There is no strength without unity.

~ Irish Proverb

Hello everyone. Last week was a pretty good week for me. I am getting much better grades in both Geometry and Biology. Stress has been lifted off of my shoulders as I persevere to the finish line in all of my courses. This is all because of a schedule that was made to help me feel less stressed and more comfortable, and my parents are cheering me on.

My tics have been up and down, but they have been mostly down. They still only get high when I become agitated. But, strangely, on Leap Day, my tics were extreme, and I honestly don’t know what it was that caused it. The day before Leap Day and the day after, my tics were barely around. I found that unusual and, yet, fascinating.

I have been out of gummies for a few days, and I have only one pill of Zoloft left. I am hoping to get both of those refilled soon so that I don’t have huge roller-coaster emotions like I did when I was in Miami two years ago.

I am writing a lot more in my book, “Sky Ward.” I have two other friends who are writers, and they are a great help with my editing.
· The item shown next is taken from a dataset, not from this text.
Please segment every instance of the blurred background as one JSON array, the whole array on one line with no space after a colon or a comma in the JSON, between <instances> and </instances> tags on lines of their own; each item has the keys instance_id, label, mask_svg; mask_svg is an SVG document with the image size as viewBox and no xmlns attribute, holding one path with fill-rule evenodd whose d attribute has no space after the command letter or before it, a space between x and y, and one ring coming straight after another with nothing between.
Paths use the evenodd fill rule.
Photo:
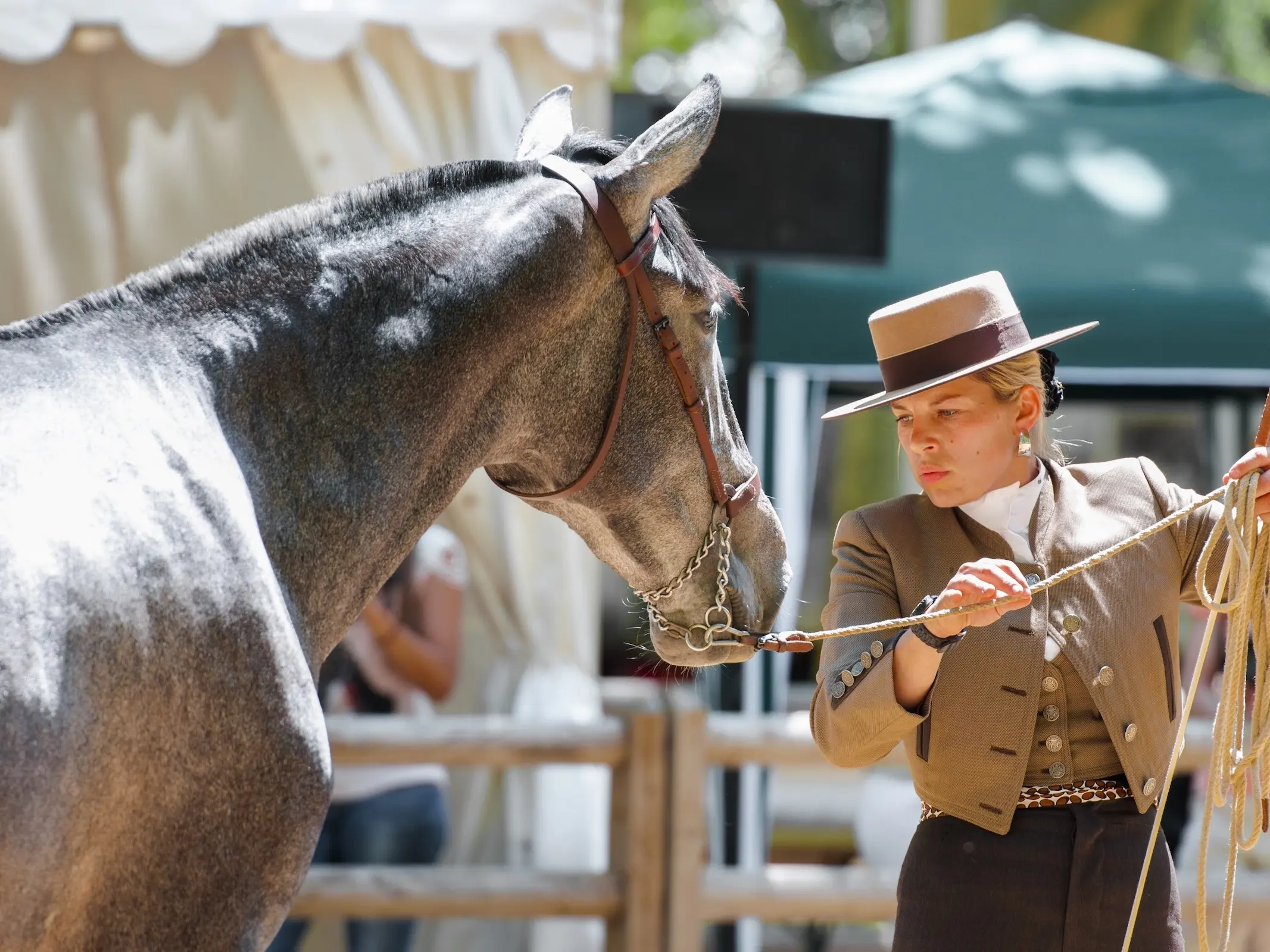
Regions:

But it will take awhile for me to edit. I just got done editing chapter 1, and there are at least six chapters that I have written. So, I will still keep you guys up to date with my book.

Last night, after Dungeons and Dragons, my mom and I came home. A few nights before, I had a bad bump on my under arm. She helped get some stuff out, but the bump closed back up. She re-checked it last night, and I had a bad infection. If my mom didn’t get it out right then, I was close to having Staph.

She got the bad part of the infection out, but I was in so much pain and hurt. I was crying really hard for at least an hour and a half. I felt, and I still kind of feel, very weak. My moms comforted me until I calmed down. They told me that they would have to try and get some more stuff out every night until the bump goes away. I was truly scared, but I am now able to focus on just getting it out and not panic. I will be OK. I will make it through.

There is some more good news, though. I looked up online about homeschool proms, andI am able to go to homeschool prom in Tampa with one of my best friends. I am really excited to go dress shopping and everything with her. I thought I’d never be able to go to any kind of dance when I started homeschooling online. But now I will be able to go to prom! Isn’t that insanely awesome?

Also, last night, at Dungeons and Dragons, I told a new friend of mine that I had TS. He was shocked. I told him that the noises that he hears from me, mainly my forceful inhalation, are my tics. I also told him that once someone knows I have TS, they barely notice me ticking. I find that amusing.

He always thought that Tourette’s was just about cursing. Well, he learned something new that night. He said he used to have a slight tic when he was little and his dad slapped his head (us NCIS fans call that Dinozzo-ing someone) right out of him. He jokingly said it was a miracle.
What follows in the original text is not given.